Salem stars in Fassbinder’s ALI: FEAR EATS THE SOUL (1974), in which his onscreen relationship with an elderly German woman subjects the pair to racism and ageism. This technique of analogizing other socially-challenging relationships to the dilemma of gay couples is, of course a Hollywood tradition. This film marks the period when the influence of the German-born Hollywood director Douglas Sirk had fully come to the fore in Fassbinder's work. Fassbinder loved Hollywood films and, along with the Brechtian theatrical tradition, they grounded the form of his greatest works.

The Fassbinder/ben Salem story had a decidedly unhappy ending. Shortly after their relationship ended, Salem stabbed three people in Berlin and had to be smuggled out by car. According to Daniel Schmid, a Swiss director and Fassbinder’s close friend, the filmmaker cried the entire ride home. There was to be more tragedy in these men's futures.

By this time, Fassbinder had reached international acclaim. He began seeing Armin Meier, a former butcher with no prior experience in show business. The relationship was especially lonely for Meier: when Fassbinder wasn’t around, no one would come visit him. After the director ended things between them in April of 1978 and neglected to invite him to his birthday celebration, Meier committed suicide—overdosing in the kitchen he had once shared with Fassbinder. 

Fassbinder coped with this the only way he knew how: by continuing to work. That same year, he released IN A YEAR OF THIRTEEN MOONS, his most personal and bleakest film yet. The last four years of Fassbinder’s life saw its most diverse work, the disbanding of his recurring cast, and his romantic relationship with editor Julienne Lorenz. 

In 1982, while living with Lorenz, Fassbinder received the news that El Hedi ben Salem had hanged himself.
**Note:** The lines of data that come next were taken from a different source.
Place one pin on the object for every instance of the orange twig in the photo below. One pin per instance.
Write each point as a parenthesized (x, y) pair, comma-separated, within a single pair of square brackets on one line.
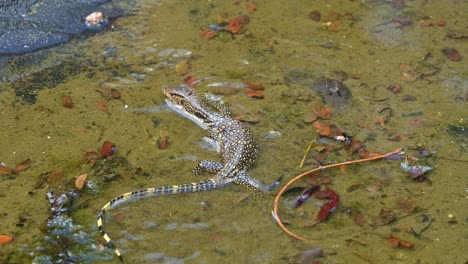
[(280, 193)]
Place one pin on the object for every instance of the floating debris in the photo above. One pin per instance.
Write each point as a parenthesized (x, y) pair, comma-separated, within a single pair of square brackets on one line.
[(452, 54), (305, 195), (96, 21), (415, 171), (23, 165), (80, 181), (272, 134), (333, 92), (67, 101), (65, 241), (108, 149), (5, 239)]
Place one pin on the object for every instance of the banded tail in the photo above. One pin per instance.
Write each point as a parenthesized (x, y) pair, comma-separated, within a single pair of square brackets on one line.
[(158, 191)]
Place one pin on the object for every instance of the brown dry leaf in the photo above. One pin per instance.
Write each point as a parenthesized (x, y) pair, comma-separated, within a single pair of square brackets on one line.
[(182, 67), (4, 170), (54, 176), (406, 206), (23, 165), (80, 181), (102, 106), (5, 239)]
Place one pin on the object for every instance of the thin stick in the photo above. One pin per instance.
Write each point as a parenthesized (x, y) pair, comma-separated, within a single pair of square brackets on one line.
[(306, 153), (281, 192)]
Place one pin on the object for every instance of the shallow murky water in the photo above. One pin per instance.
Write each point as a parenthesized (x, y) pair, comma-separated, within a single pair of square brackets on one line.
[(369, 44)]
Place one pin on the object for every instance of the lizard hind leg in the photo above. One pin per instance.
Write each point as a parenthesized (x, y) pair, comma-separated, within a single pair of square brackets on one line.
[(207, 165)]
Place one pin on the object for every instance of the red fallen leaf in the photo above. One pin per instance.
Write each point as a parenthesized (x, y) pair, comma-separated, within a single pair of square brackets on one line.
[(404, 68), (23, 165), (328, 207), (354, 146), (208, 33), (452, 54), (234, 25), (257, 87), (325, 112), (393, 241), (363, 153), (355, 76), (426, 23), (67, 101), (4, 170), (394, 88), (322, 128), (251, 6), (402, 21), (381, 120), (397, 242), (4, 239), (91, 157), (162, 142), (115, 94), (80, 181), (102, 106), (384, 213), (359, 219), (254, 94), (108, 149), (406, 244), (191, 81)]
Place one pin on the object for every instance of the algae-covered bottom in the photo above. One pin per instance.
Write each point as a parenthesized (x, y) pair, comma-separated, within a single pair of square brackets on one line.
[(405, 92)]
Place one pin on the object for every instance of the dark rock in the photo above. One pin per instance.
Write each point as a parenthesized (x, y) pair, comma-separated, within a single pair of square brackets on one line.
[(333, 92)]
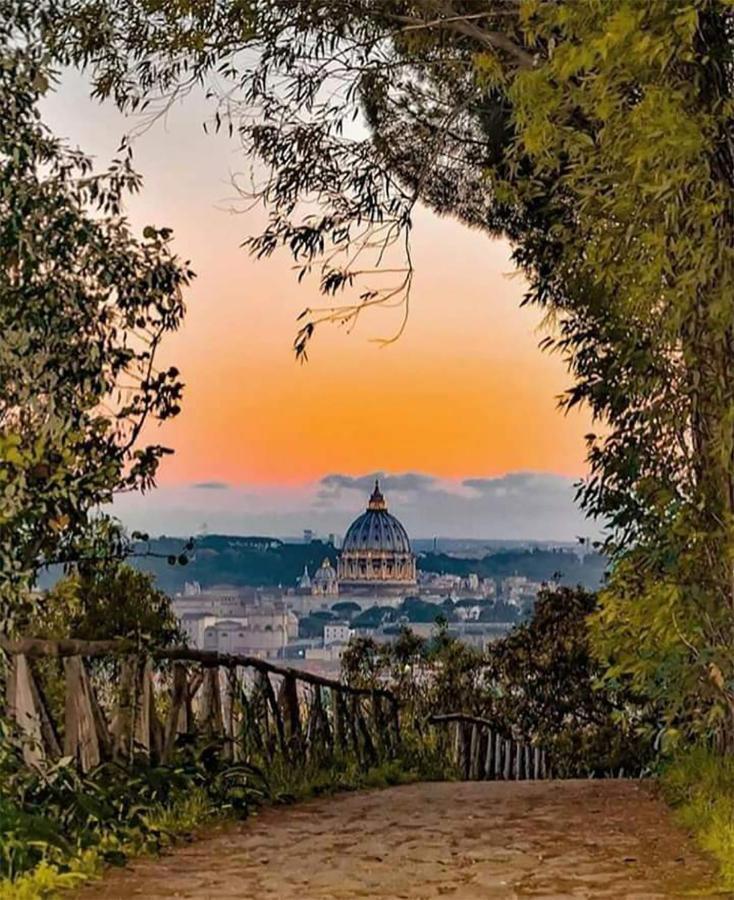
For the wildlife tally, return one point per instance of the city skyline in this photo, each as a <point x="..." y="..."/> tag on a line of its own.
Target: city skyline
<point x="465" y="393"/>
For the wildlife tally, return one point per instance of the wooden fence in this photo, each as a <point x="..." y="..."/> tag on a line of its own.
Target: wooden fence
<point x="481" y="753"/>
<point x="250" y="708"/>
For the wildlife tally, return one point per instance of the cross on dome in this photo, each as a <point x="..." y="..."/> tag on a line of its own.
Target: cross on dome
<point x="377" y="501"/>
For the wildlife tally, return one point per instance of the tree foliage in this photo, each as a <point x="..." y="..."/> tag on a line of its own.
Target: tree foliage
<point x="84" y="307"/>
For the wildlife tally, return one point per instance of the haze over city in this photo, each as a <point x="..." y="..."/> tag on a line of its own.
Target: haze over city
<point x="461" y="411"/>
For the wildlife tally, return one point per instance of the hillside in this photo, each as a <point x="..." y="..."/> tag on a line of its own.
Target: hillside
<point x="251" y="562"/>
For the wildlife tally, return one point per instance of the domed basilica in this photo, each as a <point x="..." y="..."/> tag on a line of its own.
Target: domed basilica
<point x="376" y="555"/>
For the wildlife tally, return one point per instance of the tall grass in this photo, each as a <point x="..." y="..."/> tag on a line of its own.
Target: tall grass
<point x="699" y="785"/>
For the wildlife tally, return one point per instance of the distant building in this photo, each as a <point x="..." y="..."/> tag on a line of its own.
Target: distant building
<point x="304" y="582"/>
<point x="325" y="582"/>
<point x="376" y="555"/>
<point x="336" y="634"/>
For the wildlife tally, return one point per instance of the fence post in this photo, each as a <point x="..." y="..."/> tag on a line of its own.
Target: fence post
<point x="488" y="757"/>
<point x="81" y="737"/>
<point x="27" y="706"/>
<point x="474" y="747"/>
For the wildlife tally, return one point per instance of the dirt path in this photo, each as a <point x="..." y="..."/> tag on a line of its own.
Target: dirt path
<point x="466" y="840"/>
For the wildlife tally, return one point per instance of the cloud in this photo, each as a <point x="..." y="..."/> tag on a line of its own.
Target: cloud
<point x="515" y="506"/>
<point x="520" y="483"/>
<point x="331" y="485"/>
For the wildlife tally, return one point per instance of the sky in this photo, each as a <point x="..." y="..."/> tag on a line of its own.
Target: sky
<point x="461" y="411"/>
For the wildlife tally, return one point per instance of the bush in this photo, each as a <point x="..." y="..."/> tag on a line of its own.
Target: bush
<point x="58" y="827"/>
<point x="699" y="784"/>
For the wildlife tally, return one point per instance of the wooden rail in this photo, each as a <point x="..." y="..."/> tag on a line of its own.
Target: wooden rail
<point x="164" y="699"/>
<point x="481" y="752"/>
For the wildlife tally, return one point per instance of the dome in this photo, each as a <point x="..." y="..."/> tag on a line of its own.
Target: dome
<point x="376" y="530"/>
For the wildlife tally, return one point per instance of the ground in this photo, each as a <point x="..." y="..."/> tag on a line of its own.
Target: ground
<point x="549" y="839"/>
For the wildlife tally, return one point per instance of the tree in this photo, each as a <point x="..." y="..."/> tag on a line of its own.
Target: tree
<point x="84" y="307"/>
<point x="104" y="603"/>
<point x="346" y="608"/>
<point x="596" y="136"/>
<point x="545" y="684"/>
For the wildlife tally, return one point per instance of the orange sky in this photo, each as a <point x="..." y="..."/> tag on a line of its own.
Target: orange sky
<point x="465" y="391"/>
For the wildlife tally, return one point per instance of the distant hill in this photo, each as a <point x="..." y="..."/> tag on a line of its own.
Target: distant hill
<point x="537" y="564"/>
<point x="234" y="561"/>
<point x="267" y="562"/>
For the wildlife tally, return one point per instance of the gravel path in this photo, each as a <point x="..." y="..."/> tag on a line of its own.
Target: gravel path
<point x="458" y="840"/>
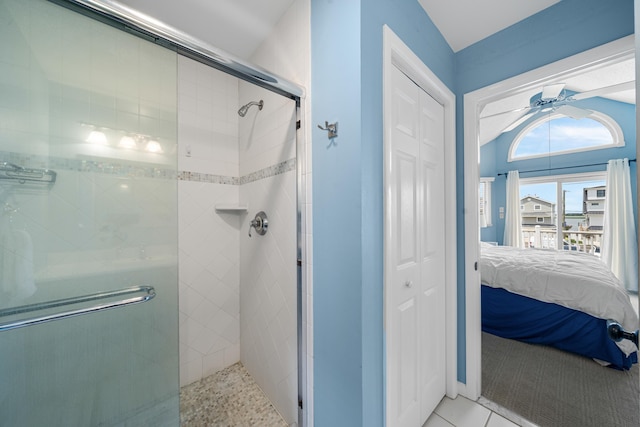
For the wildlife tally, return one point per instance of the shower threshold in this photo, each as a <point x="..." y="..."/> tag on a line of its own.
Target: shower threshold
<point x="228" y="398"/>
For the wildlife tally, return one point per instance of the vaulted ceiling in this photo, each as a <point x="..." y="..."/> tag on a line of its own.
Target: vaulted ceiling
<point x="240" y="26"/>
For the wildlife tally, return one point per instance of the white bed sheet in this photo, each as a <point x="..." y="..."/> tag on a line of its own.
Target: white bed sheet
<point x="571" y="279"/>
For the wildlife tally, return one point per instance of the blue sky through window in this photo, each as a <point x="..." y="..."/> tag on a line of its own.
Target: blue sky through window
<point x="563" y="134"/>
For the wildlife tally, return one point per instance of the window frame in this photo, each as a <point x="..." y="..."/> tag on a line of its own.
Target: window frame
<point x="561" y="179"/>
<point x="486" y="209"/>
<point x="608" y="122"/>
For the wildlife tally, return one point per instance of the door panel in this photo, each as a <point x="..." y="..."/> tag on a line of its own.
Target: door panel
<point x="416" y="341"/>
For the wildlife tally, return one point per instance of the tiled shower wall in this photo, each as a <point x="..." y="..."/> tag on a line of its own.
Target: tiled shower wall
<point x="237" y="294"/>
<point x="208" y="240"/>
<point x="268" y="332"/>
<point x="264" y="177"/>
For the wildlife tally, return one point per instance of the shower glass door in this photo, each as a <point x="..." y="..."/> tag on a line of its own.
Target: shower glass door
<point x="88" y="220"/>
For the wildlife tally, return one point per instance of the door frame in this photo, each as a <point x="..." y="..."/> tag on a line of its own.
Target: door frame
<point x="615" y="51"/>
<point x="397" y="54"/>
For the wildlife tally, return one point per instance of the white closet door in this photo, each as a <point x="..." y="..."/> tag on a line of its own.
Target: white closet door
<point x="414" y="253"/>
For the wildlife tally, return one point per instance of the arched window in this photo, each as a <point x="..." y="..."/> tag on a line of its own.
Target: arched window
<point x="559" y="134"/>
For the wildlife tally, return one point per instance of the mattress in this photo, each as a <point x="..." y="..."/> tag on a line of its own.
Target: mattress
<point x="573" y="280"/>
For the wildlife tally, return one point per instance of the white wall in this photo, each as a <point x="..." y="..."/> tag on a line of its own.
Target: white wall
<point x="268" y="322"/>
<point x="257" y="275"/>
<point x="268" y="281"/>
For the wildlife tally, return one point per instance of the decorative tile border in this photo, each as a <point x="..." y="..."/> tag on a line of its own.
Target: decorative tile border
<point x="139" y="170"/>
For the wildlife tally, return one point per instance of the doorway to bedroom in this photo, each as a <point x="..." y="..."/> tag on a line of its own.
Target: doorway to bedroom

Not only that—he had done so five years prior, a fact which had been kept from the volatile Fassbinder. 

By then, the director was up to his neck in the in post-production work for the queer drama QUERELLE and looking ahead at the next project. The 37-year old drove himself relentlessly—he snorted cocaine to get going, drank whiskey to soothe the jitters, and popped downers to go to sleep.

In June of 1982, Lorenz found Fassbinder dead in his room, a victim of intoxicants and overwork. QUERELLE was released posthumously a month later and the film was dedicated to El Hedi ben Salem. 


Fassbinder’s legacy is as complicated as his life. The numbers themselves are impressive: 38 feature films, several ambitious television miniseries, short films, and countless plays in a career that spanned a only 17 years and ended at an age when most filmmakers are just beginning to make their best work.

It is easy to romanticize Fassbinder’s tortured artistry, but his films are so consistent and compelling that they force us to deal with the whole of his existence—not only the person that Fassbinder was, but also the space and time he occupied in Germany - and in the world.

There is no isolating the political, sexual, or the personal in Fassbinder’s work. It is all caught up together in each soul-bearing film. Even today, we are still catching up with Fassbinder’s volcanic output. His back catalog has seen new rediscoveries as recently as two years ago with the restored television mini-series EIGHT HOURS DON’T MAKE A DAY (1972).

It’s safe to say Fassbinder is not done surprising us yet. He said it best himself: “I don’t throw bombs, I make films.”